Такого простого, обыкновенного, истинного… Какой была проза Паустовского…
…Тарусская дача Паустовского, в которой по полгода живут Галина Алексеевна Арбузова и Владимир Карпович Железников, сохранила дух великого писателя. В нескольких комнатах осталась та же простецкая, почти казарменная обстановка, которая была при нем. Сюда Паустовский не взял книг. Гораздо больше ему могла рассказать тропинка в лесу, старый омут, склоненные ветлы… Писал он в беседке или у открытого в сад окна, вдыхая фиолетовый аромат стучащей в ставни сирени…
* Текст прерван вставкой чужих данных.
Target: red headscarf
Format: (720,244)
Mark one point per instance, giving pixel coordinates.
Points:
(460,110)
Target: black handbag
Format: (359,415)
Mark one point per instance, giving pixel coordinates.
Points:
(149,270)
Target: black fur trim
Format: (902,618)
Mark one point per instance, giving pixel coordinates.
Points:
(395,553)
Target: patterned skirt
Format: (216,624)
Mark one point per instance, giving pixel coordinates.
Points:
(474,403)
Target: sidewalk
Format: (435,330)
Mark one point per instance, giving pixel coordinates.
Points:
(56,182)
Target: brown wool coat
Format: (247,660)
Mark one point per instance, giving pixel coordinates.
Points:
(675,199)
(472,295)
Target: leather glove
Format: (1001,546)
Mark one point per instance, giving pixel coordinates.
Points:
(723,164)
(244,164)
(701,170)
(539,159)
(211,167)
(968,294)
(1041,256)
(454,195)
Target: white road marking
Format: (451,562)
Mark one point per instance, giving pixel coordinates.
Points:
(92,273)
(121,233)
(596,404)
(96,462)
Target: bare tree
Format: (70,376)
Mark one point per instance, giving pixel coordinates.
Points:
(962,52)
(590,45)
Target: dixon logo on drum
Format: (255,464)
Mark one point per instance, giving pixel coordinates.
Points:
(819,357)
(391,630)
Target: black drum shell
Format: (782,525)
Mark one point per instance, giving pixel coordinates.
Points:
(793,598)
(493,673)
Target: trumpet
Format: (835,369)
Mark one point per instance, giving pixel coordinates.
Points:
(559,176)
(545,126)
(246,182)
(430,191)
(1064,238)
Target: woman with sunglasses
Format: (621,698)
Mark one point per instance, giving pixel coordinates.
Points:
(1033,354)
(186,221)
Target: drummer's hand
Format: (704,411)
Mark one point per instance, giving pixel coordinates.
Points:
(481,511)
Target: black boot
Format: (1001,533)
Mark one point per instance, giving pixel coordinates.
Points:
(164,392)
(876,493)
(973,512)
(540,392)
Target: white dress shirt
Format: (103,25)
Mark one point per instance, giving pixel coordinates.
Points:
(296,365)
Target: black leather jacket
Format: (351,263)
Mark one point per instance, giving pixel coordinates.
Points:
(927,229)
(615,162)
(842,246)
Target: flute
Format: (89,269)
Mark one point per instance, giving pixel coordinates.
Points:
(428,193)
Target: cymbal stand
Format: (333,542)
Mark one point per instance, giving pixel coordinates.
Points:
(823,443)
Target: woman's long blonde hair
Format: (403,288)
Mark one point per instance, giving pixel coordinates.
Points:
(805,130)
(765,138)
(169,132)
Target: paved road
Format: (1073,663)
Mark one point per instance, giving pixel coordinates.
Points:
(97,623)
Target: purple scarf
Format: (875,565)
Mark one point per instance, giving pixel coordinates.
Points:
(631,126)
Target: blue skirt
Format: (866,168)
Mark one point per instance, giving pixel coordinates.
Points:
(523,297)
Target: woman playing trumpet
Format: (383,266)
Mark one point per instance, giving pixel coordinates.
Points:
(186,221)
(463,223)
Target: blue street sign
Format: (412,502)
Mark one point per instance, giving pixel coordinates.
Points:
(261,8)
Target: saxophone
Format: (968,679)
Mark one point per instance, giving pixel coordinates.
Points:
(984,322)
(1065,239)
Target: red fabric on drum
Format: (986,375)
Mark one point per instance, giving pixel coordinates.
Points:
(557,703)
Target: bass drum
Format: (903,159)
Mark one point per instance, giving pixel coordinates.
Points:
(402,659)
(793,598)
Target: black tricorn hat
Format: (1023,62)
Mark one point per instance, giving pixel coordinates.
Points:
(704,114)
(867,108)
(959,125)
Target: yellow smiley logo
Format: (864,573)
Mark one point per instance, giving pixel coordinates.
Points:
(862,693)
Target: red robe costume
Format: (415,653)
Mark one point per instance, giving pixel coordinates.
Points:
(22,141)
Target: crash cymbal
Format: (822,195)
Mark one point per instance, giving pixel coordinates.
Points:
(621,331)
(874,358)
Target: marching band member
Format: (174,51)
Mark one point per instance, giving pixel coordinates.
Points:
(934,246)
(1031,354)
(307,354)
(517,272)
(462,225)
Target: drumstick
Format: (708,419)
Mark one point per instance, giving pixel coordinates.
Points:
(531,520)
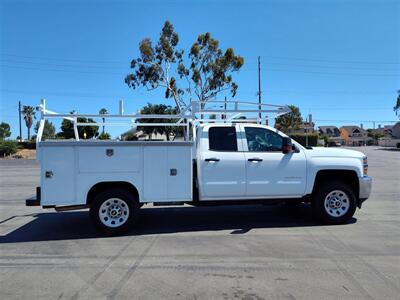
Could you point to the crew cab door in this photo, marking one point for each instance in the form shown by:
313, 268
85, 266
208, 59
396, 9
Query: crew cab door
222, 166
269, 172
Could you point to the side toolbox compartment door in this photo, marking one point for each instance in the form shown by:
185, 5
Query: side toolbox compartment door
57, 176
179, 174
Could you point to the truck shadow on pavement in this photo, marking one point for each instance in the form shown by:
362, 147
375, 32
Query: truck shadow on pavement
239, 219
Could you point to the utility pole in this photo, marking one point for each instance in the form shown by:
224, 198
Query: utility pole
20, 126
225, 109
259, 89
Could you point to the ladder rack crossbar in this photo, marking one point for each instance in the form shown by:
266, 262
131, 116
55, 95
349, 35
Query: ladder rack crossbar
188, 116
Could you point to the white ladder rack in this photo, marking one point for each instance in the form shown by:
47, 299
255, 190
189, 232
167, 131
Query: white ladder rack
197, 112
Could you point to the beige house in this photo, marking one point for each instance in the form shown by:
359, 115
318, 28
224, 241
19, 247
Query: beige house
332, 132
306, 127
355, 136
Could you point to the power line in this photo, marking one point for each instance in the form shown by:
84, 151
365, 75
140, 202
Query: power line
333, 61
275, 70
59, 70
58, 65
326, 67
64, 59
64, 94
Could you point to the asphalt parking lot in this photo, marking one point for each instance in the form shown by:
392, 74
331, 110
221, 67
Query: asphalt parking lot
243, 252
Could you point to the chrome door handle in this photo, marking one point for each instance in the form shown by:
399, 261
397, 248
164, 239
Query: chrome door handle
212, 159
255, 159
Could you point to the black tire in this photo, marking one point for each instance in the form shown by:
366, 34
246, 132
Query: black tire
329, 211
115, 200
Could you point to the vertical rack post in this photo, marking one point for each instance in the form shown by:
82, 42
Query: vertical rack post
76, 129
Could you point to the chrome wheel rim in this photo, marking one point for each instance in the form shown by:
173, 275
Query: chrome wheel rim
114, 212
337, 203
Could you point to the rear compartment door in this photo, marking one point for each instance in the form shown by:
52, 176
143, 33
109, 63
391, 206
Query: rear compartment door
58, 176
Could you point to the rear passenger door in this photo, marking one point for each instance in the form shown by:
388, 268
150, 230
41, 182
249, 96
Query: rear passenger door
222, 165
269, 172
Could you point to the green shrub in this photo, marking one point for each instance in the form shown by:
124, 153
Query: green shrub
8, 148
301, 139
104, 136
28, 145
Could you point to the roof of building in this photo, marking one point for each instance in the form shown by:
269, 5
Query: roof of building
351, 128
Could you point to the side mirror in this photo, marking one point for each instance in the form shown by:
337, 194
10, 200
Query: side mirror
287, 146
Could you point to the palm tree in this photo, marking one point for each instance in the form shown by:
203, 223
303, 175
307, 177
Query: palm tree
103, 111
29, 115
397, 106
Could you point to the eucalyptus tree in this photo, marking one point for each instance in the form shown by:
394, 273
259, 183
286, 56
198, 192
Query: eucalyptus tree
103, 111
202, 74
289, 121
29, 115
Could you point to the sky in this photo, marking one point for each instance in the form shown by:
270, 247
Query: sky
338, 60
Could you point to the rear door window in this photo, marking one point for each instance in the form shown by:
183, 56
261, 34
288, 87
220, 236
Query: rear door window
222, 138
262, 140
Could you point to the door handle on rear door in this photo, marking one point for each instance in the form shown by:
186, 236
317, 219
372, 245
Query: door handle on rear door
211, 159
256, 159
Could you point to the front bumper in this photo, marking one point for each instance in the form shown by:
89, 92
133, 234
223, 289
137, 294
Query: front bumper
365, 183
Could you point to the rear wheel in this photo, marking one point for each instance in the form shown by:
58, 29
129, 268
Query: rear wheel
334, 203
114, 210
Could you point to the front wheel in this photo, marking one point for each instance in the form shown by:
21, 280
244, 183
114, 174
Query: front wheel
334, 203
114, 210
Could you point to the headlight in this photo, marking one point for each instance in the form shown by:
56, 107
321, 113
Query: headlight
365, 165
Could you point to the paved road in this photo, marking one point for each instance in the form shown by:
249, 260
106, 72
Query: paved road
250, 252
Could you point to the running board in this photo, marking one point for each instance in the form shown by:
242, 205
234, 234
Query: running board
71, 207
167, 203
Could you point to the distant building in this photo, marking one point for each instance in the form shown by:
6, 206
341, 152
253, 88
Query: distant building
306, 127
392, 136
332, 132
355, 135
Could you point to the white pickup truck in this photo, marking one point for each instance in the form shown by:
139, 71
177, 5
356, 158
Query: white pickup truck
227, 163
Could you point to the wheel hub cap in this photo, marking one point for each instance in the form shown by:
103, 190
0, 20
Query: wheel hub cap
114, 212
337, 203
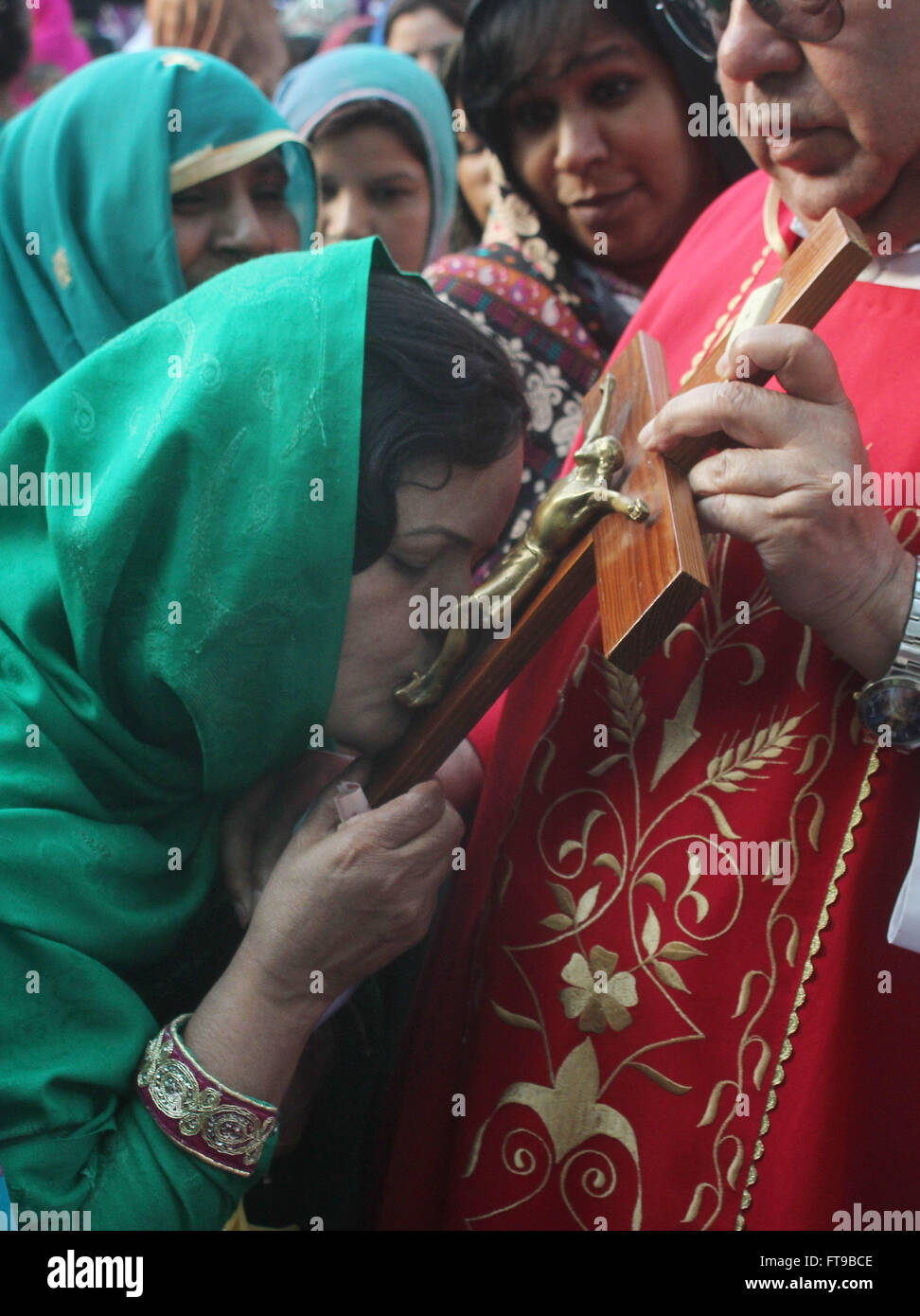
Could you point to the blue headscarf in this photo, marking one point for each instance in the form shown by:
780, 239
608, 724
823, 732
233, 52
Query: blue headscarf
312, 91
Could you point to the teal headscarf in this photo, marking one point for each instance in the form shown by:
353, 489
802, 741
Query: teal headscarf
86, 228
312, 91
158, 655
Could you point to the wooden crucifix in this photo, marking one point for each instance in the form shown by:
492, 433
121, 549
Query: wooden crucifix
646, 554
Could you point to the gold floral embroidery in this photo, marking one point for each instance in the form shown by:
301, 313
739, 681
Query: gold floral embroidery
598, 996
572, 1115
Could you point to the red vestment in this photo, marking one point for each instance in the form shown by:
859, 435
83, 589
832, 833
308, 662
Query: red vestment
610, 1035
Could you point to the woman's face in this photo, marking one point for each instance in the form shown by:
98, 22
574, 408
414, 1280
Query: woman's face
371, 183
441, 535
600, 140
232, 219
424, 34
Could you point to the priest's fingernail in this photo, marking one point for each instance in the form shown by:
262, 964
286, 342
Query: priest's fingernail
350, 800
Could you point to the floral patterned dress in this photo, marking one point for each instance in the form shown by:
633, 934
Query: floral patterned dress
558, 319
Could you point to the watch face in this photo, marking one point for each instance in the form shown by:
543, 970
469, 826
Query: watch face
893, 702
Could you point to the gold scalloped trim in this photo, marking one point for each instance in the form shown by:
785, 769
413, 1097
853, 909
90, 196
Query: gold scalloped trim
786, 1050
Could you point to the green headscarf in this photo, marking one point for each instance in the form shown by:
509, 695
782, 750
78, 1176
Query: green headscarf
127, 724
86, 226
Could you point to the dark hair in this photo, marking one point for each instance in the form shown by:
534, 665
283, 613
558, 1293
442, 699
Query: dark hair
468, 230
14, 41
454, 10
505, 43
374, 114
416, 409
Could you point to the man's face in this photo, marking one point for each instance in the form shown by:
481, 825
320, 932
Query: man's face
855, 114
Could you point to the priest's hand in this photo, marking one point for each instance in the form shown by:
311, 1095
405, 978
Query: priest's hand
838, 569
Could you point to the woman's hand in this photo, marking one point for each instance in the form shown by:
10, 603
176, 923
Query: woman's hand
346, 899
256, 830
836, 569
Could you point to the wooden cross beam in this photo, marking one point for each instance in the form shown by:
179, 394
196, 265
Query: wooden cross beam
650, 574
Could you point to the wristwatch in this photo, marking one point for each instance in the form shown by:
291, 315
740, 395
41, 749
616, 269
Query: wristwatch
893, 702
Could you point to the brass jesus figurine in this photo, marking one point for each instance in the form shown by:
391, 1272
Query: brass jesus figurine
563, 516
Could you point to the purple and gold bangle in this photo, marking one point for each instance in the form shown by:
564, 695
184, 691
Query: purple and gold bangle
196, 1111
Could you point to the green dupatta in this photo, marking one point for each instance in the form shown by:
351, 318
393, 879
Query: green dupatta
86, 223
123, 731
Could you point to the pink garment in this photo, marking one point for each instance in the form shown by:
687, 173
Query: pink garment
54, 46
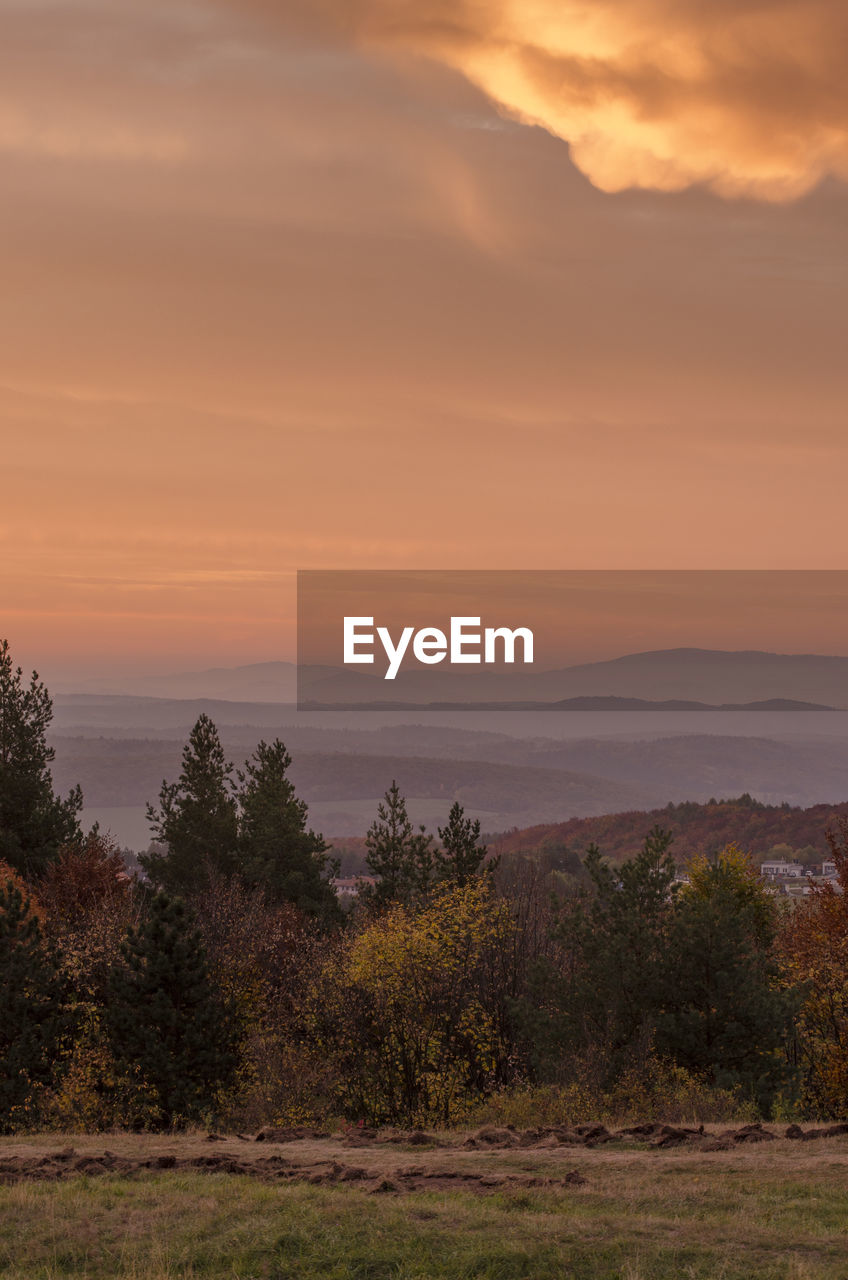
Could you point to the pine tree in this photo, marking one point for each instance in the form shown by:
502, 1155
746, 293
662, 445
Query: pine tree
33, 822
30, 1005
167, 1025
399, 855
277, 849
615, 945
461, 854
725, 1011
196, 819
Похоронили Константина Георгиевича тут же, на местном кладбище.
Владимир Карпович как-то сказал мне:
– А знаешь, ведь Таруса – это «Та Русь».
Больно было Паустовскому, очень больно. В своем письме-завещании он писал: «…Мы жили на этой земле. Не давайте ее в руки опустошителей, пошляков и невежд. Мы потомки Пушкина, и с нас за это спросится».
Так же больно было Сергею Есенину, когда однажды, глядя в окно поезда, он вдруг увидел глупого жеребенка, который пытался обогнать железного коня… Эта боль воплотилась в поэме «Сорокоуст». В «красногривом» жеребенке, «милом, смешном дуралее», Есенин увидел образ всего живого, истинного, образ Руси, навсегда побежденный мощью техники.
…Паустовский ушел, сбросил с себя роскошные каменные одежды сталинской высотки. Променял их на серебряные струи ив Ильинского омута под Тарусой, про который писал, что «такие места наполняют нас душевной легкостью перед красотой своей земли, перед русской красотой».
Он был болен. Давно болен. Для человека, стоящего перед вечностью, идущего в вечность поступью великого писателя и поступью смертного, не имеет значения антикварная мебель. Даже книги. Он и не взял их в Тарусу. Его книги были – повести-рассказы живущих рядом людей, заячьи следы, ветер в березах, роса в его беседке ранним, прохладным утром, цветок, кивающий головкой из-под куста… Небо – вместо шпиля в Московскую хмарь, луга, поля и кромка леса вдалеке – вместо каменных стен. Болезнь и талант гнали его прочь, к земле…
Константин Георгиевич много путешествовал в своей жизни. Кольский полуостров, Мещера и Кавказ, Украина, Волга, Дон и Средняя Азия, Крым, Алтай и Сибирь. Европа и Средиземное море. Но сердце свое отдал неброской красоте наших лесов средней полосы России. Силой ее прозрачного, чистого воздуха он жил. Он и людей и все события видел через этот воздух. Это им дышишь, когда читаешь его строки. Он вдохнул его в них. Нам не хватает этого воздуха. Мы задыхаемся, но не знаем об этом…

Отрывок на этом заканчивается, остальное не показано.